Given that these tax cuts will be taken into effect in the 2019 tax declaration, such a positive reaction was not expected so soon. This is a clear sign of economic optimism, fueled by such a low unemployment rate that it can be considered indeed as "full employment", a situation that requires more competitive salaries to be able to employ qualified employees from a shrinking labor market.
This tax reform bill already approved in the US Congress, is a major update of the corporate tax code, not only by lowering the highest corporate rate of the industrial world from 35% to a more competitive 21%, but following the norm in most other countries by adopting the “territorial” system of taxing foreign subsidiary profits, thus ending the tax penalty on repatriation of foreign profits.

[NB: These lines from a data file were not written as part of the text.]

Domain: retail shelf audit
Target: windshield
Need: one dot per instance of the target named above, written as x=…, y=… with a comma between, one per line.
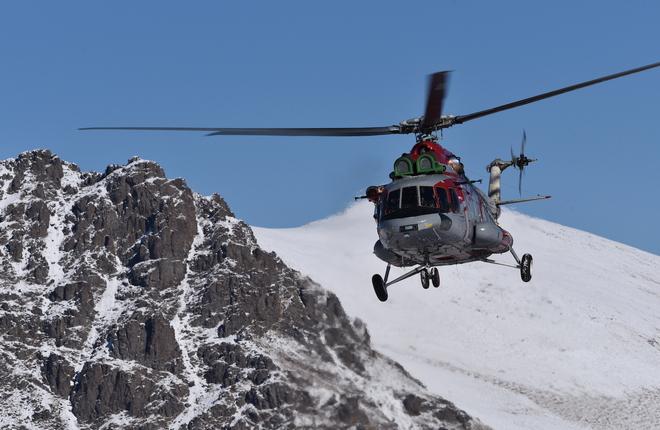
x=416, y=201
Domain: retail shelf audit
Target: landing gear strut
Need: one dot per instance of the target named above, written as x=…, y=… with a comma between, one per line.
x=435, y=277
x=523, y=264
x=424, y=277
x=427, y=277
x=526, y=268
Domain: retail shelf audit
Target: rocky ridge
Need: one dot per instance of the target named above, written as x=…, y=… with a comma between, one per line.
x=128, y=301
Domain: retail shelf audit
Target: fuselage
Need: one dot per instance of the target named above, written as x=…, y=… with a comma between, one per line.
x=436, y=218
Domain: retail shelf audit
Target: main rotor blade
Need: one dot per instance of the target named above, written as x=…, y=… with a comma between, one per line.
x=435, y=97
x=463, y=118
x=350, y=131
x=215, y=131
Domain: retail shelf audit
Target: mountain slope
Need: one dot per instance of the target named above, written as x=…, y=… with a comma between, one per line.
x=577, y=347
x=127, y=301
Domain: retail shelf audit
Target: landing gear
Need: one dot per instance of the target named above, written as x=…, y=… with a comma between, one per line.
x=523, y=264
x=379, y=287
x=427, y=277
x=435, y=277
x=526, y=268
x=424, y=277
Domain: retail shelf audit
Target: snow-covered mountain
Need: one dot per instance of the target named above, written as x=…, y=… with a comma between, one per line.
x=129, y=302
x=577, y=347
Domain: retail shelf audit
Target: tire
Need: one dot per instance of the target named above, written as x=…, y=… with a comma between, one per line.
x=424, y=277
x=435, y=277
x=526, y=268
x=379, y=287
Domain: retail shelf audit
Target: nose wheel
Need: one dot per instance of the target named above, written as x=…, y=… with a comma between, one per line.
x=435, y=277
x=424, y=277
x=427, y=277
x=526, y=268
x=379, y=287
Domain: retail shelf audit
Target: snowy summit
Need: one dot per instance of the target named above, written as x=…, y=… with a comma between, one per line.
x=577, y=347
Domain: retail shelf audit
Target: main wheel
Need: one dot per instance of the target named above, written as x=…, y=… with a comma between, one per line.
x=424, y=276
x=379, y=287
x=526, y=268
x=435, y=277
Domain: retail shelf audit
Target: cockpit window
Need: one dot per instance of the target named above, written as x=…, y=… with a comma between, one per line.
x=455, y=207
x=443, y=201
x=426, y=199
x=409, y=198
x=392, y=203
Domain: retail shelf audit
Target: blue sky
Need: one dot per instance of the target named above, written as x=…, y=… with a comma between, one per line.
x=312, y=64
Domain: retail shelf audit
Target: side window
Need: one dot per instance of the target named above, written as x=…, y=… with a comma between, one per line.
x=426, y=199
x=409, y=198
x=443, y=201
x=392, y=202
x=455, y=205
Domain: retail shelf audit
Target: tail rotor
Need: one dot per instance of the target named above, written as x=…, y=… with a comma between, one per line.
x=521, y=161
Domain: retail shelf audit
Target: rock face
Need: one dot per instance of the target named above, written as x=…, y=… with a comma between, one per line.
x=128, y=301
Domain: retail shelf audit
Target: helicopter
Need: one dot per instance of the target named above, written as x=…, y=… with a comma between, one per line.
x=430, y=214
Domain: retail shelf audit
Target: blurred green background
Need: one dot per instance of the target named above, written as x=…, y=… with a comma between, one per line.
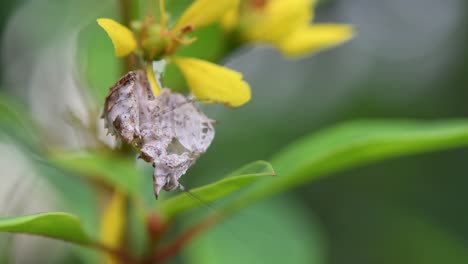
x=409, y=60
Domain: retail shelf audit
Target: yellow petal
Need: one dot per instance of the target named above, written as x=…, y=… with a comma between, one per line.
x=152, y=80
x=122, y=38
x=314, y=38
x=276, y=20
x=113, y=223
x=204, y=12
x=214, y=83
x=231, y=19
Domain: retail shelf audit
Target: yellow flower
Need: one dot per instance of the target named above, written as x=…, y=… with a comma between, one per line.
x=209, y=82
x=113, y=224
x=285, y=25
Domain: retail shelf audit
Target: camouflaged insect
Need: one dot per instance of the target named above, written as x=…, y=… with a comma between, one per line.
x=168, y=130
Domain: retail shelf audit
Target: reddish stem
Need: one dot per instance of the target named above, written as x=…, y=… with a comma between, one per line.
x=176, y=245
x=120, y=254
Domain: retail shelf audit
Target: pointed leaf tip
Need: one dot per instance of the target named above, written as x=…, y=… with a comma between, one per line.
x=122, y=38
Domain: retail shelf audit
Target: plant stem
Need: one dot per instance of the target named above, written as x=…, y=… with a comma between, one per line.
x=176, y=245
x=120, y=254
x=125, y=14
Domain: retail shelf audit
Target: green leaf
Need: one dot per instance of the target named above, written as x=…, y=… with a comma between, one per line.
x=55, y=225
x=116, y=171
x=217, y=190
x=352, y=144
x=16, y=123
x=262, y=234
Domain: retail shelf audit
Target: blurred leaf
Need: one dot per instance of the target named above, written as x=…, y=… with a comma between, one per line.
x=55, y=225
x=275, y=231
x=116, y=171
x=217, y=190
x=16, y=123
x=96, y=61
x=352, y=144
x=411, y=238
x=113, y=224
x=210, y=36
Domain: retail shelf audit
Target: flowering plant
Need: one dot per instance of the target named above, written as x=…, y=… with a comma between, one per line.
x=155, y=118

It also benefits lower income taxpayers doubling the child tax credit to $2,000 per child, and doubling as well the standard deduction to $12,000 for single filers, $18,000 for heads of household, and $24,000 for joint filers in 2018.
Other important measures are: Retains the charitable contribution deduction, and limits the mortgage interest deduction to the first $750,000 in principal value.– Limits the state and local tax deduction to a combined $10,000 for income, sales, and property taxes. Taxes paid or accrued in carrying on a trade or business are not limited.– Limits or eliminates a number of other deductions.– Effectively repeals the individual mandate penalty, by lowering the penalty amount to $0, effective January 1, 2019. Raises the exemption on the alternative minimum tax from $86,200 to $109,400 for married filers, and increases the phaseout threshold to $1 million.

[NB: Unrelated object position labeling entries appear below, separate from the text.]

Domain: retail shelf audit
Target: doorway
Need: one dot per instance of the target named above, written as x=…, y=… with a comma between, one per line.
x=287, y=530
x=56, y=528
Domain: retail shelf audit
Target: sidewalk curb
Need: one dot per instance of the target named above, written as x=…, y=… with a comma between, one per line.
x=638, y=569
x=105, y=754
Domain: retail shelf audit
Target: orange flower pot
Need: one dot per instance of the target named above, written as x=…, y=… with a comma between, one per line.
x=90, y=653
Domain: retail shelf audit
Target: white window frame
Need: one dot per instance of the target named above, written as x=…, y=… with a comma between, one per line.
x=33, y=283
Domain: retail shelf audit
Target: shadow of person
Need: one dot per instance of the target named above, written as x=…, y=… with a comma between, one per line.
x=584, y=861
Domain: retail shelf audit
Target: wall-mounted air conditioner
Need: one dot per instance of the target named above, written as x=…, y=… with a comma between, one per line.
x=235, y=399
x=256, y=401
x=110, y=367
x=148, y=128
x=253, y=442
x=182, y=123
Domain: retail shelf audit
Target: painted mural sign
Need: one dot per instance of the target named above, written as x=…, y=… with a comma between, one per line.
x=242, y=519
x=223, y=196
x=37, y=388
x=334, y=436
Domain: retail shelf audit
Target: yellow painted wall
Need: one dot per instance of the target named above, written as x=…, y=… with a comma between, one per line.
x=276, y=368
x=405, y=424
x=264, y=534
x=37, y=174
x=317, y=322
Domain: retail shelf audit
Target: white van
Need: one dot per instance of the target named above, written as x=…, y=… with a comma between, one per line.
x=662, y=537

According to the Tax Foundation’s Taxes and Growth Model, the plan would significantly lower marginal tax rates and the cost of capital, which would lead to a 1.7% increase in GDP, 1.5% higher wages (already happening), and an additional 339,000 full-time equivalent jobs.
The Tax Cuts and Jobs Act is a pro-growth tax plan, which would spur an additional US$1 trillion in federal revenues from economic growth, with approximately US$600 billion coming from the bill’s permanent provisions and approximately US$400 billion from the bill’s temporary provisions over the budget window. These new revenues would reduce the cost of the plan substantially. Depending on the baseline used to score the plan, current policy or current law, the new revenues could bring the plan closer to revenue neutral.
Even the liberal Harvard Business Report is quite optimistic:
"... the reduction in tax liabilities is only part of the benefit that most households will enjoy. The lower corporate tax will induce American corporations to invest in the United States instead of shifting capital abroad and will induce foreign companies to invest in the United States. The new rule on the taxation of the profits of foreign subsidiaries of U.S. firms will induce companies to bring back those profits as well as some of the $2.6 trillion in profits that are now trapped abroad. The increased corporate capital will raise productivity and real wages. If the combined sources of increased capital raise GDP at the end of ten years by $500 billion – equivalent to an extra annual growth of less than 0.2% — the average increase in annual income per household would be $3,500. So even a very moderate rise in the growth of GDP would raise average incomes substantially."
It seems that US economy faces a rosy future up to and including the next decade.